Bu ülkelerin hükümetleri ve kurmayları alınan bu kararları onaylamadıklarını söylemelerine rağmen öfke ve tepki dinmiyor. Başbakan, İsveç’e yapacağı önemli bir geziyi iptal etti. Böyle giderse önümüzdeki dönemde bazı Avrupa ülkelerinde de ‘soykırım’ kararları parlamentolardan geçebilir. Gene benzer tepkiler göstermemiz durumunda, bir süre sonra dünyanın önde gelen birçok ülkesiyle (ki bu ülkelerin bazılarının yönetimleri, Türkiye’nin Avrupa Birliği üyeliğini destekliyor, Türkiye ile daha ileri düzeyde bir ilişki yaratmaya çalışıyorlar.) büyük diplomatik sorunlar yaşamamız kaçınılmazlaşacak. Ayrıca birçok Avrupa ülkesinin parlamentosunda zaten ‘soykırım’ kararı çıkmış durumda. Onları ne yapacağız?
***
Bu konunun sağlıklı bir zemine oturtulması için öncelikle Türkiye ile Ermenistan arasındaki ilişkilerin geliştirilmesini gerekiyor. Türkiye-Ermenistan ilişkilerinin normalleştiği oranda, dış ülkelerin verdiği kararların önem ve etkisi de azalacak. ‘Türkiye-Ermenistan normalleşme protokolü’ bu açıdan iyi bir şanstı. Ne yazık ki hükümet bu protokolün arkasında duramadı ve anlamsız bahanelerle işi açmaza soktu.
Dünyanın önde gelen ülkelerinin meclislerinin kapılarında yatarak bu kararları engellemek mümkün değil.
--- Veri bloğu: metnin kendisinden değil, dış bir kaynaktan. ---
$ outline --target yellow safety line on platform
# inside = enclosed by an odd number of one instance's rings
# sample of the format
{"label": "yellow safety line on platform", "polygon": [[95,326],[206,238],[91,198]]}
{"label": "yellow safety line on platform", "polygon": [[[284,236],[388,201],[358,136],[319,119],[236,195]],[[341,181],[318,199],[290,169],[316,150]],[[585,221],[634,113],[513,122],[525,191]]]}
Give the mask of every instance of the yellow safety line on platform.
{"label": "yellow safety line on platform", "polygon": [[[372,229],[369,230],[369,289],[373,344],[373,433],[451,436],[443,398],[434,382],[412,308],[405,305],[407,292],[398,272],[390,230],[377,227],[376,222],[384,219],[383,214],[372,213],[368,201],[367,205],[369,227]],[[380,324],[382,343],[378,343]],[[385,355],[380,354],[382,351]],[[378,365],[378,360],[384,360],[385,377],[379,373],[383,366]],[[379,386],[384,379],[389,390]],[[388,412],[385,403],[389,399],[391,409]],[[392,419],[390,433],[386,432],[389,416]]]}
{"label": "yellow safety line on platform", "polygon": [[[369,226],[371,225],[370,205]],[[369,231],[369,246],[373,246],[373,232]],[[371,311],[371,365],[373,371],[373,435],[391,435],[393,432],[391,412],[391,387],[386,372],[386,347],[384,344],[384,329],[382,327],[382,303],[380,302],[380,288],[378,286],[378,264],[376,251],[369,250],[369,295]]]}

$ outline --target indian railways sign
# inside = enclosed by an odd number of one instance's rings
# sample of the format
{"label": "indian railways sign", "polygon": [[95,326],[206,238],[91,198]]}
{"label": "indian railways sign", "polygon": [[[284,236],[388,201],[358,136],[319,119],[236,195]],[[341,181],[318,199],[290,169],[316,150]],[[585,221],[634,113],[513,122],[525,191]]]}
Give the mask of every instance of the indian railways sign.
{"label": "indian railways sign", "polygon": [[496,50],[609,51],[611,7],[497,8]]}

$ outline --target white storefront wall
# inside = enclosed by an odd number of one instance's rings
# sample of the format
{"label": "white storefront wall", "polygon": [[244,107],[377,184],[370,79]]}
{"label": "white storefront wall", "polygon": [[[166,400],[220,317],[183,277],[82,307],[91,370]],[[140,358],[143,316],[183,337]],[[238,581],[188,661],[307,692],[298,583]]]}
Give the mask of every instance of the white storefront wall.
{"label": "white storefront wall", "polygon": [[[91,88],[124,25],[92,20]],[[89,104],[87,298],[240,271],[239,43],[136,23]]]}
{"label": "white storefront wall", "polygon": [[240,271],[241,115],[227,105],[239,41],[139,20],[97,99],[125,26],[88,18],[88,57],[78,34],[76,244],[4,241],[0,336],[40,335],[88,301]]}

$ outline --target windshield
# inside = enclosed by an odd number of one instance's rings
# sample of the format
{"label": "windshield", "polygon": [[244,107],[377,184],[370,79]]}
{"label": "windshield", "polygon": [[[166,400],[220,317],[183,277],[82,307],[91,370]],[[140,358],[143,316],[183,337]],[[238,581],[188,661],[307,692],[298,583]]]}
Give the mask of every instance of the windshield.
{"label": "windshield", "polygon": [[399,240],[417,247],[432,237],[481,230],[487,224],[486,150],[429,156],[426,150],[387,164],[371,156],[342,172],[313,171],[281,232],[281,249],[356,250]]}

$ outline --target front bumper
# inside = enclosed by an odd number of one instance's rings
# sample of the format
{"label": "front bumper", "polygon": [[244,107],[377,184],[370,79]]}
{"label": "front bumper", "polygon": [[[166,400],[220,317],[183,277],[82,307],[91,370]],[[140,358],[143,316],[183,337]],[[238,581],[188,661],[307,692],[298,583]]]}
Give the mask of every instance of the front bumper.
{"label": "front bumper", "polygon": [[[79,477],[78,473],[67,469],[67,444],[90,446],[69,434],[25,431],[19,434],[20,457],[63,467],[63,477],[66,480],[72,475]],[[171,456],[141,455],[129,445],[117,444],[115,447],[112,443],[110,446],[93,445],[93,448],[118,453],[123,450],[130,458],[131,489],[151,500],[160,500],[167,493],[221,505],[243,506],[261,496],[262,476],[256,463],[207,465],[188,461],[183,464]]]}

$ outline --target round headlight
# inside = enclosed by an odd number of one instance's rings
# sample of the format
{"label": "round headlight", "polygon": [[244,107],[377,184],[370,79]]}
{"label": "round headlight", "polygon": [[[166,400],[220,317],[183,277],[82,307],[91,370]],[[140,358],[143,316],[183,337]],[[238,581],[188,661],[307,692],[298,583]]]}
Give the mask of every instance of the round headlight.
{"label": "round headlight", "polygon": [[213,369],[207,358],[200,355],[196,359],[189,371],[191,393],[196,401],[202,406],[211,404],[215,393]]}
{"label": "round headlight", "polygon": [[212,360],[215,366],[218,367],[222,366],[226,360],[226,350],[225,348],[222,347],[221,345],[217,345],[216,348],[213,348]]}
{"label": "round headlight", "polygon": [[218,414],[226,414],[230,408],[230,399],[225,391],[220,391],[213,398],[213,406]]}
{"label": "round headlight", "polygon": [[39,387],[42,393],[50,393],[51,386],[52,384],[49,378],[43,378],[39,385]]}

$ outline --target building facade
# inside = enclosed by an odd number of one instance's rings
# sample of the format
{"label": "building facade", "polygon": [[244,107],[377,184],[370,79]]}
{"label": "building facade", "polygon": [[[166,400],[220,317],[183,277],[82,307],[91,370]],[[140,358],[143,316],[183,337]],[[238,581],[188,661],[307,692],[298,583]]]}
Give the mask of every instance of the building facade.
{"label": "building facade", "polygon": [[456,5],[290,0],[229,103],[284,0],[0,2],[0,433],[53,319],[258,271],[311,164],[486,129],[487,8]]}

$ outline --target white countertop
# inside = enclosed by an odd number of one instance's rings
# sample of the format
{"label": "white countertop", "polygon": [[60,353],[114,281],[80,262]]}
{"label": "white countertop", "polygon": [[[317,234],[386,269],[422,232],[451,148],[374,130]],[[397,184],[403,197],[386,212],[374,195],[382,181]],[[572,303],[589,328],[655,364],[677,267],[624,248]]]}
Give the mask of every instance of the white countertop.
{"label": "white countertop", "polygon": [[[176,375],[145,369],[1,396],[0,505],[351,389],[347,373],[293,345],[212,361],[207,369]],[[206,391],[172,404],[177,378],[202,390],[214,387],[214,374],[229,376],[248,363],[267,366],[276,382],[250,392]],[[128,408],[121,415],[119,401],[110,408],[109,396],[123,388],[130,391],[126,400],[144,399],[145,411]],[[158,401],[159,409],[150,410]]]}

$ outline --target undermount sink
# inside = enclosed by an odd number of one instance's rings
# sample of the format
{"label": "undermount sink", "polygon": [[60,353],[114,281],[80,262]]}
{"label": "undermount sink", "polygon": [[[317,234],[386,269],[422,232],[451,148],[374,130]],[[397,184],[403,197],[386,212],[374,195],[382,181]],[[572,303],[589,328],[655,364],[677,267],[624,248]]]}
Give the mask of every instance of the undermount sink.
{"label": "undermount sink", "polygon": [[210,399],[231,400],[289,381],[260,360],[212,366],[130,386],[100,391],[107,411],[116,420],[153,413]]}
Nafile çabaları başarısızlığa uğradıkça öfkesi artan AK Parti hükümeti, anlamsız bir gerginlik siyasetini devreye sokuyor...
Tabii insan dış siyasetteki bu yeni yaklaşıma ve öfkeli stile bakınca şunu düşünmeden de edemiyor: Ahmet Davutoğlu’na ne gerek vardı, bu siyaseti en iyi Onur Öymen uygular, onu Dışişleri Bakanı yapın olsun bitsin.